Jiddewar's group chose the one that gave them $2,500 for community farming. Within months of borrowing her group had managed to pay back half the amount. Now the group is considering setting up a stationery shop. Once left without hope after their sons and husbands died, many windows are picking up the pieces again.
"There was a time when we didn't know where the next meal was going to come from," said Mirabai Shyamrao Martawar, whose husband killed himself by jumping into a river after moneylenders pestered him for payment. "Now I save fifty rupees (a little over $1) every month after providing for 10 members in the family."
The women are into a variety of businesses such as goat farming, community farming, running corner shops, bamboo handicrafts and glue making. Without an income, life for these women and their children was a constant struggle for survival. Young widows were particularly vulnerable.
"This is a revolution," said Manoj Bhoir, whose voluntary group Village Development and Education Society facilitates microcredit for 650 self help groups. "These women are determined to repay not only the debts of their families but also provide a better life for their children."
In many cases widows were thrown out by their in-laws. Only a small number were given $2,500 in compensation by the government after proving their husbands committed suicide.

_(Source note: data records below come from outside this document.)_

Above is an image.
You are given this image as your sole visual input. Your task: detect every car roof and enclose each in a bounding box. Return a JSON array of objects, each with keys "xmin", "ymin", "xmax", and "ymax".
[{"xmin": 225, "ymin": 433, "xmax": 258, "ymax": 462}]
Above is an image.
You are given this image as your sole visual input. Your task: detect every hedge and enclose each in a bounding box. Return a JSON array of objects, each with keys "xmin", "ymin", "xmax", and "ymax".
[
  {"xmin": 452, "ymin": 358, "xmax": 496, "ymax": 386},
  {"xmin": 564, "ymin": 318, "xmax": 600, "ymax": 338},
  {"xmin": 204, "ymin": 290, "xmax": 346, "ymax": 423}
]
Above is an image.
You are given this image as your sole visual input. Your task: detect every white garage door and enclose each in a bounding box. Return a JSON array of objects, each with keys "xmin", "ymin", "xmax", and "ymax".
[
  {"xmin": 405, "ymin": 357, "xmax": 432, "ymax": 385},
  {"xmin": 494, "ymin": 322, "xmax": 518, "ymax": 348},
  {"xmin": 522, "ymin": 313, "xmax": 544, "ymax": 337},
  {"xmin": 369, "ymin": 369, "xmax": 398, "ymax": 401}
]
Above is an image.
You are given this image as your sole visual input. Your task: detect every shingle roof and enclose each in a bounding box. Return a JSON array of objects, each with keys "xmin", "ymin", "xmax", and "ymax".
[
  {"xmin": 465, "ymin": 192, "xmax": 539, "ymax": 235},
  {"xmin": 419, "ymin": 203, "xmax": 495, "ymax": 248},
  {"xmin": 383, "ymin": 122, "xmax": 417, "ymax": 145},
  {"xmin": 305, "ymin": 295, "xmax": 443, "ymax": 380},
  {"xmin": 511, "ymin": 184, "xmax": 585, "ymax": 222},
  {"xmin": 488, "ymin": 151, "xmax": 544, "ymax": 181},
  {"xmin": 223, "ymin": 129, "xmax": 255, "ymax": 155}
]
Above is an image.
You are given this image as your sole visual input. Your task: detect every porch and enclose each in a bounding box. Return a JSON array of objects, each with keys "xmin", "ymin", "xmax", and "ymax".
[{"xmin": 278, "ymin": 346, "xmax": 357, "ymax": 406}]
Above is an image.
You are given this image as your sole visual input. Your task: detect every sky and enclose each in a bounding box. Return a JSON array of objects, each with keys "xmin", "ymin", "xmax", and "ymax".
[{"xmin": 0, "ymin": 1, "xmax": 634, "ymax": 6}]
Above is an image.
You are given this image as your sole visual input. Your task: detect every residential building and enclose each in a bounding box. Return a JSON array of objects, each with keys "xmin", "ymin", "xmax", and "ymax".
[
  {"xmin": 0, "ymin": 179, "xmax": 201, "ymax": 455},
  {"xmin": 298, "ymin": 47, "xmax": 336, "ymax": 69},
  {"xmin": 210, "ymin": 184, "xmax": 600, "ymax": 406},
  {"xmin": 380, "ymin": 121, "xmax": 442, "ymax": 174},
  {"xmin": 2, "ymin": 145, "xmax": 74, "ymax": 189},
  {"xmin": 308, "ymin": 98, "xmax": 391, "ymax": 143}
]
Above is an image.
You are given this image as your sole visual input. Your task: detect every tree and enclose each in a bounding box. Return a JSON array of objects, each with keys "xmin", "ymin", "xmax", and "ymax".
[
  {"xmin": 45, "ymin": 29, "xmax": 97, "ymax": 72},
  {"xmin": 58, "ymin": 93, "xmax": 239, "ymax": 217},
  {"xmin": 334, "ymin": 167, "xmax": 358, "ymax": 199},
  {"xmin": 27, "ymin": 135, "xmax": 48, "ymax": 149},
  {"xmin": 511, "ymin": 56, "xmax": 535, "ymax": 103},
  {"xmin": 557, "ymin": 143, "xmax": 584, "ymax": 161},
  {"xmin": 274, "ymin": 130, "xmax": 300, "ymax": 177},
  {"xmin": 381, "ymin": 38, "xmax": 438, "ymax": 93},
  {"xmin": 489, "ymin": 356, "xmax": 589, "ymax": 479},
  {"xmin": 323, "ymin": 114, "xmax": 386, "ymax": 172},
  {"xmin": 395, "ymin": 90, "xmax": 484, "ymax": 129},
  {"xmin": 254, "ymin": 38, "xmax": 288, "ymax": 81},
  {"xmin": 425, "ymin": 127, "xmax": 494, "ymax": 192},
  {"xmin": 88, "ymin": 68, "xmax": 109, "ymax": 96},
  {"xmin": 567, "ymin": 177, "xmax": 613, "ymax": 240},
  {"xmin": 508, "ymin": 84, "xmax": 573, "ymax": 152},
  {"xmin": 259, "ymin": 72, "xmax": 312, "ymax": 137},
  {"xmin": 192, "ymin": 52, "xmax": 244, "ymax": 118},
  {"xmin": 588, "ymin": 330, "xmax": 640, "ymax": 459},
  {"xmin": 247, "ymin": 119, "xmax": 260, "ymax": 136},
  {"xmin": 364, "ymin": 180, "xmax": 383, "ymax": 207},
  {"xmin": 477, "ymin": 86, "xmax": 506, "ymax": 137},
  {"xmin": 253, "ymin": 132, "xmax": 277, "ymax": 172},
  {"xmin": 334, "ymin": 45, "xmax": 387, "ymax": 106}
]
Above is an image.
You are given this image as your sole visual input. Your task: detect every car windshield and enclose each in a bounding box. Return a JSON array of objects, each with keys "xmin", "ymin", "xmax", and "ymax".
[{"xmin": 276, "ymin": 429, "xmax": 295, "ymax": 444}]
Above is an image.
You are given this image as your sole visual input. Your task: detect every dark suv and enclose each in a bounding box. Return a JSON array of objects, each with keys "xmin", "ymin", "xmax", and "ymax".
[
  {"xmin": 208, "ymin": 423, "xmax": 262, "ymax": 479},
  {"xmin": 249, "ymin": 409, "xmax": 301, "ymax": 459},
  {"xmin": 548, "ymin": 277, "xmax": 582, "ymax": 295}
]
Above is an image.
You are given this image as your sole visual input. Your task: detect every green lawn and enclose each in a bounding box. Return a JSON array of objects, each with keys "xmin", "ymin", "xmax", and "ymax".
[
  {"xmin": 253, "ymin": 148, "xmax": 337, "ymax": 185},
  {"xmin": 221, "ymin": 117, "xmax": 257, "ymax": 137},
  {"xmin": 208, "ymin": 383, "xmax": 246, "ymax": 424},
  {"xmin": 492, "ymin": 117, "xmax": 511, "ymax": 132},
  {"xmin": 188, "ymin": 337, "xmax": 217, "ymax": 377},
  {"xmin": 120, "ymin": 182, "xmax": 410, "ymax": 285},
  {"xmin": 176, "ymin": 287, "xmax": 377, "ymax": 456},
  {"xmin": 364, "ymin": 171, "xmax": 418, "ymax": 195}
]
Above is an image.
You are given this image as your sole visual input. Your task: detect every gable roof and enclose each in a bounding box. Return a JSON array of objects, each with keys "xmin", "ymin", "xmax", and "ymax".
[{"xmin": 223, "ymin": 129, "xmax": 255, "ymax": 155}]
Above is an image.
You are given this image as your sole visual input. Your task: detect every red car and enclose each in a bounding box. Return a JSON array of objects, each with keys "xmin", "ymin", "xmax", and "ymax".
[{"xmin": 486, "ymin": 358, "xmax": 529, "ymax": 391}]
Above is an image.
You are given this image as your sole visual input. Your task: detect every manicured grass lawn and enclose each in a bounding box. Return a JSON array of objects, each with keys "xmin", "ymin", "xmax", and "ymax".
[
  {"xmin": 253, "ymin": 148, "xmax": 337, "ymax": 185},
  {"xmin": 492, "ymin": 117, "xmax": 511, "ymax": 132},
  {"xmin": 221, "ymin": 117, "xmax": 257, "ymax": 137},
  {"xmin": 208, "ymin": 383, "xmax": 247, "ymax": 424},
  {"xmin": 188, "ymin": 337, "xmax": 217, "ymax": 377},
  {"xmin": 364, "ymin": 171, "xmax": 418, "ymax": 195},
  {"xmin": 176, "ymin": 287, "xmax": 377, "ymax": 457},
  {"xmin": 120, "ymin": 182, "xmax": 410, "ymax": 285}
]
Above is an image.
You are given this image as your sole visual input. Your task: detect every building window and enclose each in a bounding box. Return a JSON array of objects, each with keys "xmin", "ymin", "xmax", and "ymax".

But there is criticism as well of the microcredit model in Vidarbha. Although defaults are almost nil, many women are repeat borrowers and have become dependent on loans for household expenditures rather than capital investments. But for tens of thousands of women in Vidarbha, microcredit seems their best chance of breaking from a life of debt. "In a group we are safe," said Martawar. "When one is in trouble the others will come forward to help."